What I mean by “eigenspectra” is taking the configuration of the players and/or the ball and applying principal components analysis (PCA) to them, then reconstructing any particular configuration as a linear combination of the top N principal components. This serves two purposes; (i) reducing the dimensionality of the space, so we can describe the configuration of players+ball with fewer coordinates and (ii) to illustrate something about the structure of the game.

The most basic introduction to PCA is usually given as a pair of correlated variables, as shown in this image (straight from wikipedia),

The principal components are new coordinates, shown as the arrows aligned with the data. Technically, they are derived by finding a coordinate system where the covariance matrix is diagonal, i.e. the measurements expressed in these coordinates are uncorrelated. The principal component where the data show the largest variance is the most important one, called the first component, and you work you’re way down in order of variance to the least important one. One way of thinking about their meaning is that, if you’re going to use one number to describe a point, you’re better off telling me where it lies along the long axis of the elliptical cloud of points then either x or y by itself.

PCA analysis becomes more powerful and useful when applied to higher dimensional data. When you’ve got two variables you can plot them in a plane like above and basically see for yourself what’s going on, but when you’ve got higher and higher dimensional data it becomes impossible to visualize them in such a concise way.
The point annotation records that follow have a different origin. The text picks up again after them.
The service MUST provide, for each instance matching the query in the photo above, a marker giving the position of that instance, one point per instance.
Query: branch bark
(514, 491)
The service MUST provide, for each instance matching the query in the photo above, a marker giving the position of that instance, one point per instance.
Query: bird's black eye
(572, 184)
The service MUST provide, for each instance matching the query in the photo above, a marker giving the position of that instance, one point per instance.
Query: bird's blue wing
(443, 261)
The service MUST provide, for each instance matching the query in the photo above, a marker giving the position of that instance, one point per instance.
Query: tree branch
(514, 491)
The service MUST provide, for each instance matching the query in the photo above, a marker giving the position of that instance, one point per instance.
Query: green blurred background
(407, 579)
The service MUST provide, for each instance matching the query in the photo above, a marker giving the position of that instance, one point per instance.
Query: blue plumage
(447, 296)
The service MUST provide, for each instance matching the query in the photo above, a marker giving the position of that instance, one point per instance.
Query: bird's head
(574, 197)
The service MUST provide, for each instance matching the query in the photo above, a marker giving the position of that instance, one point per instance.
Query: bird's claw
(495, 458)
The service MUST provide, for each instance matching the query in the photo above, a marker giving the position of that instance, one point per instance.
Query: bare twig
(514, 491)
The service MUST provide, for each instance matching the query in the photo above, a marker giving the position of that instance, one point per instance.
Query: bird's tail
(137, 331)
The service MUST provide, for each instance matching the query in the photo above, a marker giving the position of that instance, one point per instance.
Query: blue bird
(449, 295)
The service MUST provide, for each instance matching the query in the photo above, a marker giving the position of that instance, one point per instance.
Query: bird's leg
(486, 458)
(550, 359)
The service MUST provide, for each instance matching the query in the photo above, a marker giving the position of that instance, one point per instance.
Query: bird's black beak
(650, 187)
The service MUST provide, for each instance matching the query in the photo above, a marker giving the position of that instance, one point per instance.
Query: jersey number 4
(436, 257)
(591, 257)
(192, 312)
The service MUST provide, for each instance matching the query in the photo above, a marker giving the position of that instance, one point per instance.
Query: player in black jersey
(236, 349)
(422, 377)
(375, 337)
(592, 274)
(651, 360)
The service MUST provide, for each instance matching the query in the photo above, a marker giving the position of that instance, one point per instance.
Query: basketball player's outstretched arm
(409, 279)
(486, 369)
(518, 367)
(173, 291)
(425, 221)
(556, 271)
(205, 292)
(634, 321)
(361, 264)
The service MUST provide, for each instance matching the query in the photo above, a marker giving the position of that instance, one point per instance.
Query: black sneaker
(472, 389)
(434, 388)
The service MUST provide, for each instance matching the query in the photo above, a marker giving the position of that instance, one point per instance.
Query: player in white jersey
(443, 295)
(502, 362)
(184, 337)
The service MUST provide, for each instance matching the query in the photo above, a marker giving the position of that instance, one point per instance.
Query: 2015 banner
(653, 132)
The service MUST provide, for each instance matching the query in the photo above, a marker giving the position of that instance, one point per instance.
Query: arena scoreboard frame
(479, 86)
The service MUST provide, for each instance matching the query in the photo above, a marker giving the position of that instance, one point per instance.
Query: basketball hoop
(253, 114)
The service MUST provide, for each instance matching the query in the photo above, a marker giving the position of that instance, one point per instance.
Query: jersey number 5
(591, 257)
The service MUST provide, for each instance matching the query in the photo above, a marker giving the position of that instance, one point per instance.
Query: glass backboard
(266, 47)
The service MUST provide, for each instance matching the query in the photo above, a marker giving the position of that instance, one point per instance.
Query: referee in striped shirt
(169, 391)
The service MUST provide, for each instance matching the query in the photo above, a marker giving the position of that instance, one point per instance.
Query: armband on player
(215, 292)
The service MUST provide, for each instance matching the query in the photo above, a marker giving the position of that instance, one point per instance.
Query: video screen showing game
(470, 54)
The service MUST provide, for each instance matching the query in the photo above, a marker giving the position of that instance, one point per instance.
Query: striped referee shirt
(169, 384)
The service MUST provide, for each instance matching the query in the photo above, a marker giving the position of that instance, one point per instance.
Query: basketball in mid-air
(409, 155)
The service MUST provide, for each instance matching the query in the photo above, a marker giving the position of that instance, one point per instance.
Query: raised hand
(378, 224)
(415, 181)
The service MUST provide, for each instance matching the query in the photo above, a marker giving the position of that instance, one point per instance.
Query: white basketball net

An example of this is decomposing galaxy spectra. In astronomy “spectra” (plural of spectrum) refers to the measurement of the intensity of light at particular wavelengths – or energies – of the light. In a broad sense galaxies are made up of lots of stars, gas, and dust. Stars give off light in a thermal spectrum, where the intensity varies smoothly as a function of wavelength; gas in the atmosphere of stars absorbs light at certain wavelengths and makes divots in the spectrum; cold gas backlit by stars absorbs light in other wavelengths; hot gas gives off light in particular wavelengths; and all of these combine to produce a complicated integrated intensity-vs-wavelength spectrum. In order to apply PCA to galaxy spectra, you treat each wavelength bin as a coordinate, forming a vector that might range from, say, 3500 Angstroms to 8000 Angstroms, in steps of 1 Angstrom; or 4500 dimensions.

The really interesting thing about applying this procedure to galaxy spectra – and the thing I thought would apply to basketball player-tracking data – is that each component has a physical meaning; the mean spectrum (PCA is always applied after subtracting out the mean) tells you the average temperature of the stars; the 1st component tells you about hot gas; the 2nd component tells you about light absorbed from cold gas; and etc. The other really interesting thing is it only takes like 10 components to accurately reconstruct the galaxy spectrum. So instead of telling me 4500 numbers – the intensity at each discrete wavelength – you can tell me 10 numbers – the temperature, plus a few things about the gas and dust.

To apply this to basketball I took the court and chopped it up into 2d bins. Each bin gets an index which is effectively the coordinate (like wavelength in the galaxy example), and a configuration is specified by putting a 1 in a bin if a player is there and 0 otherwise. I experimented with binning and found that you need to use bins at least as small as 2×2 feet and 1×1 is really better. Since a basketball court is approximately 100 ft by 50 ft, this means somewhere between ~1250 (100/2 x 50/2) to 5000 (100 x 50) dimensions.  This is sort of an artificial way of representing the data in order to make it work with the eigenspectra decomposition.  It’d be easier and probably better suited to analysis to just use the  x,y coordinates of 10 players plus x,y,z coordinate of the ball.

With all of that said, here is the result of determining the mean + the first 19 principal components, with a 1×1 foot binning,

The top left is a heat map of the mean configuration, and reading across left to right show the first 19 components. What this says about the structure of the game is that players are usually taking free throws or shooting corner threes. The principal components basically show variations on free throw arrangements, players crossing back and forth under the basket, and shifting from foot to foot on the line. Is this interesting? I’m not really sure. Clearly this is not the result I was hoping for. In followup posts I will possibly take a look at variations on this technique, such as measuring position relative to the mean position of all players, focusing on one half of the court etc. It’s also possible that something interesting would pop out of higher components, but that is going to require more compute power than I have on my laptop. I am considering using AWS or something similar to run a much larger sample of the sportsVU data.